Hadrian, 117 – 138. Aureus after 138, AV 7.09 g. HADRIANVS – AVG COS III P P Bare bust r., with drapery on l. shoulder. Rev. DIVIS PAREN – TI – BVS Confronted busts of Trajan, l., draped, and Plotina, r., diademed and draped; a star above each head. C 2. BMC 603. RIC 232B. Calicó 1417.
Estimate: 20'000 CHF
Starting price: 16'000 CHF
Price realized: 19'000 CHF
Extremely rare. An issue of great importance and fascination with three delightful
portraits of fine style. Light reddish tone and good very fine
Sold by Münzen & Medaillen A.G., auction XIII, Basel, 17-19 June 1954, lot 689. Sold for CHF 2’775.
Sold by Adolph Hess A.G. with Bank Leu, auction 9, Lucerne, 2 April 1958, lot 330. Sold for CHF 2’825.
Privately purchased from Mario Ratto in Lugano in 1959.
Ferruccio Bolla (1911-1984) Collection, sold by Anton Tkalec AG and Astarte SA, Zürich, 28 February 2007, lot 37.
Sold by Numismatica Genevensis S.A., auction V, Geneva, 2-3 December 2008, lot 229.
Sold by Hess-Divo AG, Zürich, auction 320, 26 October 2011, lot 345.
Sold by Künker, Osnabrück, auction 216, 8 October 2012, lot 982.

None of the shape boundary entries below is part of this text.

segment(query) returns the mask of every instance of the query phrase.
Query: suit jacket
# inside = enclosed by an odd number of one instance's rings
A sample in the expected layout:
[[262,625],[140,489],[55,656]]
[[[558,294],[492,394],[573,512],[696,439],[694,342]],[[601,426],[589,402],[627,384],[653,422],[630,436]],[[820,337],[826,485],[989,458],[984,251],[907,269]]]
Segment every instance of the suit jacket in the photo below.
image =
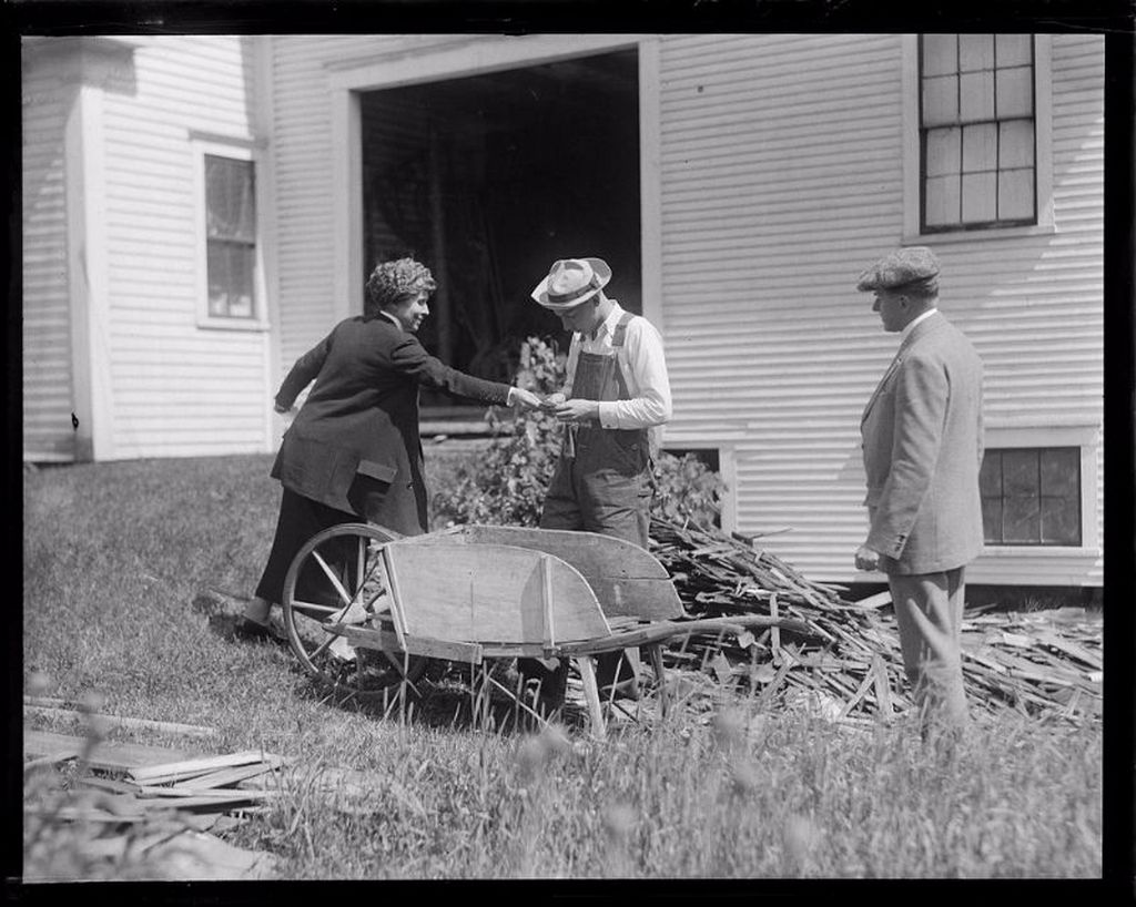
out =
[[885,573],[962,566],[982,551],[983,363],[938,312],[911,330],[860,421],[870,529]]
[[418,386],[504,403],[509,386],[432,356],[385,317],[349,318],[300,356],[276,403],[315,380],[284,434],[272,475],[293,492],[403,535],[428,529]]

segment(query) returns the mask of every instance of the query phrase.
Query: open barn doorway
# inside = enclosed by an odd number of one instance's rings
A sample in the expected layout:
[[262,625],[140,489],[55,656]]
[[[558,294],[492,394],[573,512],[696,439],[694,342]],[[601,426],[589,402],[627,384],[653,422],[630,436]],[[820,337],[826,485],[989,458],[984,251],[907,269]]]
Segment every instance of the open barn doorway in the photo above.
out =
[[431,268],[432,353],[509,381],[525,337],[567,348],[529,299],[558,258],[603,258],[611,295],[641,311],[635,49],[369,91],[360,107],[364,279],[401,255]]

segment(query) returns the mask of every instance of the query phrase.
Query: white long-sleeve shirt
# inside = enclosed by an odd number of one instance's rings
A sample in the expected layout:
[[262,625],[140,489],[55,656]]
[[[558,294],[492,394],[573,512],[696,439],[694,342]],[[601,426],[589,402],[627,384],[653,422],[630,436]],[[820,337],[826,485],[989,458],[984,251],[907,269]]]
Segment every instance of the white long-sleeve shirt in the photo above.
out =
[[573,334],[568,348],[565,394],[571,388],[580,351],[618,356],[630,400],[601,401],[600,425],[604,428],[652,428],[670,420],[670,379],[662,352],[662,337],[645,318],[633,318],[624,335],[624,345],[613,347],[611,335],[624,313],[615,300],[611,312],[596,329],[595,338]]

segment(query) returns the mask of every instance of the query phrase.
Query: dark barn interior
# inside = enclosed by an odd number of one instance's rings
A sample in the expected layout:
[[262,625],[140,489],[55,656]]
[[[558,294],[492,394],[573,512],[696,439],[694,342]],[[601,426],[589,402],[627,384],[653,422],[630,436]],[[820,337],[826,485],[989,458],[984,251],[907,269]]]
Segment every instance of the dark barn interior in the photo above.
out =
[[361,108],[365,268],[431,268],[419,338],[444,362],[508,381],[525,337],[566,348],[529,297],[558,258],[603,258],[609,295],[641,311],[635,50],[368,92]]

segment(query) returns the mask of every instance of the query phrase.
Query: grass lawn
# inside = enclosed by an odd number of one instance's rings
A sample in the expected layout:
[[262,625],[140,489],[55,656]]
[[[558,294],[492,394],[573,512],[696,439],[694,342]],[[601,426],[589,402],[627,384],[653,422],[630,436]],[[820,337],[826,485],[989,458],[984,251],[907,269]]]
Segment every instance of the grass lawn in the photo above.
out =
[[24,672],[25,691],[219,730],[111,740],[292,757],[289,796],[228,838],[279,856],[287,877],[1101,874],[1100,724],[1006,712],[947,757],[904,727],[736,698],[617,724],[607,742],[325,702],[287,649],[222,638],[193,607],[204,587],[251,594],[279,501],[269,464],[26,473]]

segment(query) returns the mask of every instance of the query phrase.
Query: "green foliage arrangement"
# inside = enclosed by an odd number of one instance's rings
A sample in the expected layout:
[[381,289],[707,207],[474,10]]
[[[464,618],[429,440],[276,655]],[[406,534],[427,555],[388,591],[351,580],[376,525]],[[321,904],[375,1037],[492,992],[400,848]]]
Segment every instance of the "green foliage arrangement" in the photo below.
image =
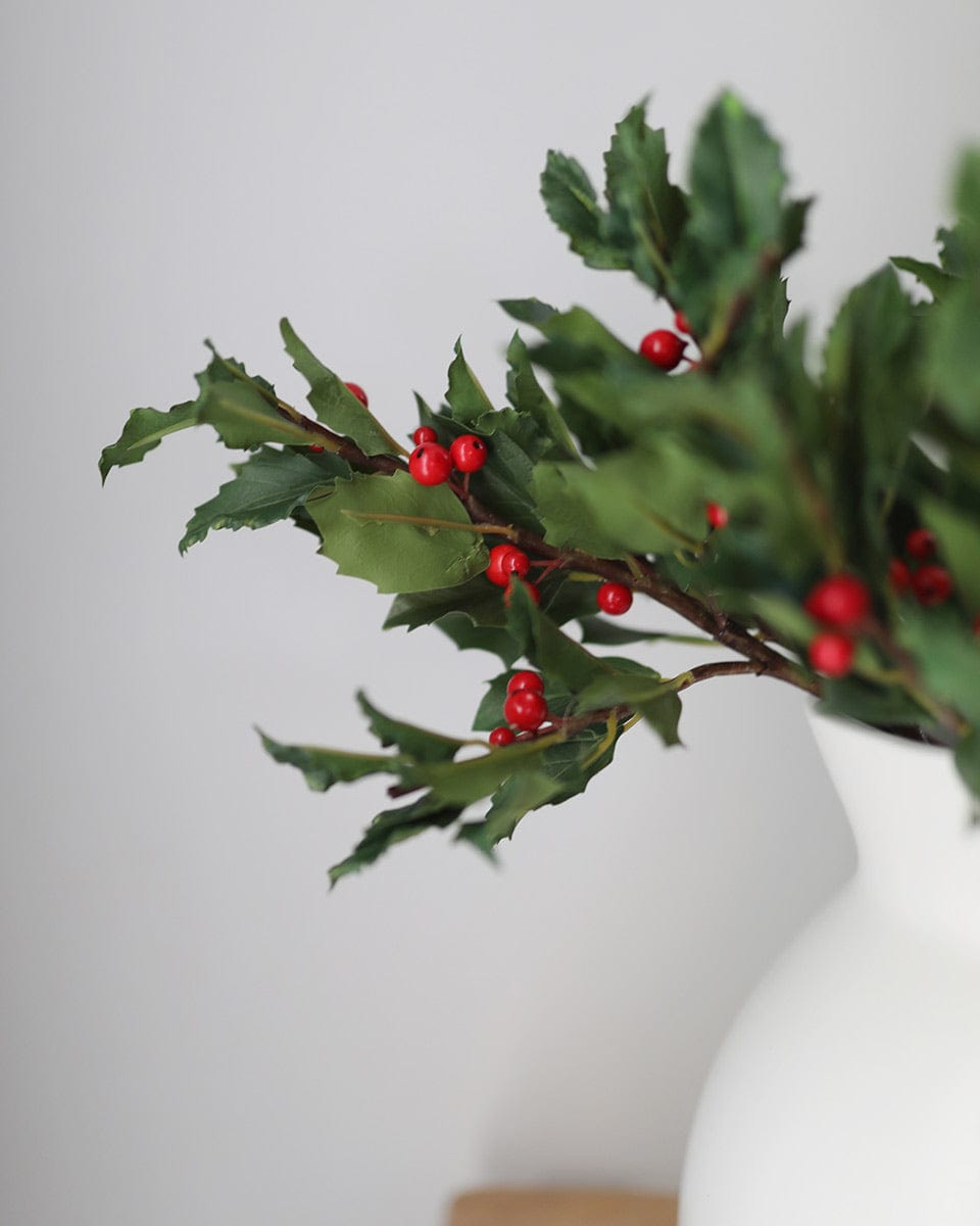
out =
[[[489,741],[364,695],[379,753],[262,737],[316,791],[391,777],[397,803],[334,881],[430,828],[492,855],[524,814],[582,792],[633,725],[676,744],[681,694],[720,676],[768,676],[946,745],[980,794],[980,148],[959,163],[938,262],[892,259],[853,289],[817,371],[806,324],[785,327],[783,277],[810,201],[788,195],[779,146],[735,96],[704,115],[686,189],[643,107],[616,126],[605,180],[600,200],[551,152],[545,207],[587,265],[665,302],[674,330],[621,340],[582,306],[503,302],[527,330],[507,348],[506,403],[457,345],[446,402],[417,397],[409,455],[283,320],[314,416],[212,348],[196,398],[135,409],[102,454],[104,481],[212,427],[245,457],[181,552],[292,521],[341,574],[394,595],[386,628],[436,625],[500,658],[473,725]],[[671,638],[610,619],[635,596],[724,658],[665,677],[610,653]]]

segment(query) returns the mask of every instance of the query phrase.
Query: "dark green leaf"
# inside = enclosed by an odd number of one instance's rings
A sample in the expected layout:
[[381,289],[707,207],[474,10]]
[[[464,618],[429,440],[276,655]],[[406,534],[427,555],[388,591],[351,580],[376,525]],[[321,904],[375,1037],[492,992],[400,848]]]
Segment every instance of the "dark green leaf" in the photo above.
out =
[[500,657],[502,664],[512,664],[519,649],[506,630],[489,625],[477,625],[467,613],[453,611],[436,618],[432,625],[440,629],[461,651],[489,651]]
[[368,716],[371,732],[382,747],[387,749],[390,745],[397,745],[399,753],[415,761],[448,761],[466,744],[464,741],[457,741],[454,737],[445,737],[440,732],[430,732],[428,728],[418,728],[413,723],[393,720],[390,715],[385,715],[383,711],[372,706],[363,690],[358,693],[358,702]]
[[518,324],[533,324],[535,327],[540,327],[545,320],[556,314],[554,306],[549,306],[539,298],[501,298],[499,304]]
[[382,856],[390,847],[414,839],[426,830],[441,830],[456,821],[462,812],[458,804],[446,804],[439,797],[426,793],[412,804],[401,809],[386,809],[379,813],[365,830],[364,837],[354,851],[330,870],[331,885],[342,877],[358,873]]
[[534,418],[538,429],[551,439],[560,456],[577,460],[578,450],[568,428],[561,418],[551,398],[538,383],[530,364],[528,347],[514,332],[507,347],[507,398],[518,413]]
[[930,311],[927,369],[936,395],[968,438],[980,440],[980,276]]
[[279,331],[293,365],[310,385],[306,398],[318,421],[352,439],[365,455],[392,455],[402,450],[344,381],[300,341],[288,319],[279,321]]
[[687,216],[684,192],[668,179],[668,162],[663,130],[647,125],[644,107],[633,107],[605,154],[606,233],[657,293],[669,284],[670,256]]
[[[419,592],[463,584],[486,570],[483,537],[469,525],[459,500],[445,485],[420,485],[407,472],[391,477],[355,474],[333,492],[306,503],[323,538],[321,552],[342,575],[368,579],[380,592]],[[405,516],[429,524],[375,520]]]
[[316,745],[284,745],[258,731],[266,752],[277,763],[296,766],[314,792],[326,792],[334,783],[350,783],[366,775],[398,775],[397,758],[386,754],[350,754]]
[[337,456],[273,447],[261,447],[245,463],[232,467],[235,477],[187,521],[181,553],[216,528],[261,528],[288,519],[314,490],[350,472]]
[[513,835],[524,814],[549,804],[561,791],[561,783],[544,771],[516,771],[494,793],[484,820],[464,823],[457,839],[466,840],[489,855],[502,839]]
[[564,634],[530,600],[523,585],[511,596],[507,626],[514,641],[538,671],[572,694],[583,690],[606,666]]
[[903,272],[910,272],[921,286],[926,287],[937,302],[957,283],[956,277],[949,276],[948,272],[943,272],[935,264],[913,260],[908,255],[893,255],[891,260],[897,268],[902,268]]
[[589,267],[630,267],[626,253],[610,246],[604,238],[605,213],[589,177],[575,158],[549,151],[541,173],[541,199],[548,216]]
[[494,411],[494,405],[467,364],[461,341],[456,342],[454,352],[456,357],[450,365],[446,401],[452,409],[454,422],[461,425],[474,425],[484,413]]
[[196,400],[174,405],[165,413],[158,408],[134,408],[116,441],[103,449],[99,459],[103,484],[113,468],[138,463],[147,451],[158,447],[168,434],[173,434],[175,430],[186,430],[189,425],[196,424]]

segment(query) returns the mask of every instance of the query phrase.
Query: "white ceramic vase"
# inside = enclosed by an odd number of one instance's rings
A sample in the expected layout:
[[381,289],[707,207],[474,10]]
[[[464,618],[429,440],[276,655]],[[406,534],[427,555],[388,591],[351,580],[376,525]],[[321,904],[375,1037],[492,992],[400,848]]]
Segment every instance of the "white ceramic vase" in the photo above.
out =
[[858,870],[708,1075],[681,1226],[980,1226],[980,828],[948,752],[815,716]]

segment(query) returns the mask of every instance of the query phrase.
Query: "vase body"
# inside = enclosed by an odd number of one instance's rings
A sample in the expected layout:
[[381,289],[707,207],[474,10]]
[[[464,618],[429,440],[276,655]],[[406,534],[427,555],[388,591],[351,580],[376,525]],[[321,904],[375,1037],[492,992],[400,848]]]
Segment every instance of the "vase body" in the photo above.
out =
[[681,1226],[980,1226],[980,828],[952,754],[812,718],[854,878],[708,1075]]

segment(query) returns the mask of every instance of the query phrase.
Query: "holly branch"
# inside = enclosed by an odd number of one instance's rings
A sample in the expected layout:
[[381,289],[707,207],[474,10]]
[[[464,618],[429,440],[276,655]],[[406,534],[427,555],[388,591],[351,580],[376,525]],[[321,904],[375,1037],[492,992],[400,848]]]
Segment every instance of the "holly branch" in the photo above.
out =
[[[786,325],[783,276],[811,202],[788,195],[778,143],[733,94],[699,125],[688,180],[670,180],[642,107],[615,129],[601,199],[549,153],[541,195],[571,249],[631,272],[670,319],[621,340],[582,306],[503,300],[519,329],[506,402],[457,342],[443,402],[415,397],[410,450],[283,320],[312,416],[209,346],[194,400],[134,409],[103,451],[104,479],[170,434],[214,429],[244,460],[181,552],[292,522],[394,597],[386,629],[435,626],[501,661],[473,721],[485,739],[365,695],[382,753],[263,734],[316,791],[385,775],[391,799],[410,798],[332,880],[434,828],[492,855],[527,813],[584,791],[636,725],[677,744],[681,694],[722,677],[782,680],[828,714],[946,745],[980,794],[980,151],[960,163],[940,265],[893,261],[932,300],[876,272],[820,370],[806,325]],[[703,638],[621,623],[636,597]],[[608,650],[665,640],[737,658],[665,677]]]

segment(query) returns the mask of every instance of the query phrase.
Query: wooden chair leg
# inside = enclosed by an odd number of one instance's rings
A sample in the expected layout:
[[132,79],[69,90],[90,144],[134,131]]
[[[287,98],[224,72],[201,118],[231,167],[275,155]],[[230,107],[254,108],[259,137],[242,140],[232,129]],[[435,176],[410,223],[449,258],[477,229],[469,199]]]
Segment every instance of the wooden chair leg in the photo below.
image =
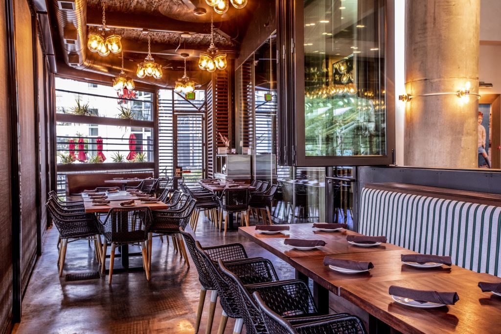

This coin portrays Hadrian in a youthful and idealized fashion, and has a reverse type that honours the emperor's adoptive parents Trajan and Plotina. Hill has shown convincingly that it belongs to a series which must have been struck early in the reign of Hadrian’s successor, Antoninus Pius. The context for this unorthodox series was the new emperor’s stubborn efforts to persuade the senate to vote for divine honours for Hadrian, by which Antoninus earned his epithet ”Pius”. This bust type is distinctive and belongs to a separate category of Hadrianic portraiture: the emperor is fictitiously youthful and wears only a partial beard that culminates in two tufts at his jaw line. Understandably, Mattingly and Sydenham describe this portrait style as being of ”exceptional beauty and distinction.” Comparison with sculptures marks this style of portrait as Hadrian in the guise of Diomedes, the Trojan War hero who stole the Palladium from Troy, assuring a Greek victory in the epic siege. The Palladium reportedly was taken to Italy, either by the Trojan prince Aeneas or by Diomedes, who by one tradition returned it to Aeneas in Italy. By Hadrian’s time the episode had numerous versions and was a core element of the Roman foundation mythology, making it a perfect marriage of this emperor’s infatuation with Greece and his dedication to Rome. The reverse, inscribed DIVIS PARENTIBVS (‘to his parent deities’), show the jugate busts of Trajan and Plotina adorned with stars. A related aureus (Calico 1418) that must belong to this series portrays the divine parents, each accompanied by a star, on opposite sides of the coin. Two other reverse types paired with Hadrian as Diomedes recall the divine origins of Rome: ROMVLO CONDITORI (‘Romulus the founder’), Romulus striding r.; and VENERI GENETRICI (‘Venus who brings forth’), Venus standing. The remaining three reverse types in the series honour Jupiter, a god with imperial associations, and present Hadrian in a military context, presumably to showcase his military successes and to curry support with the army.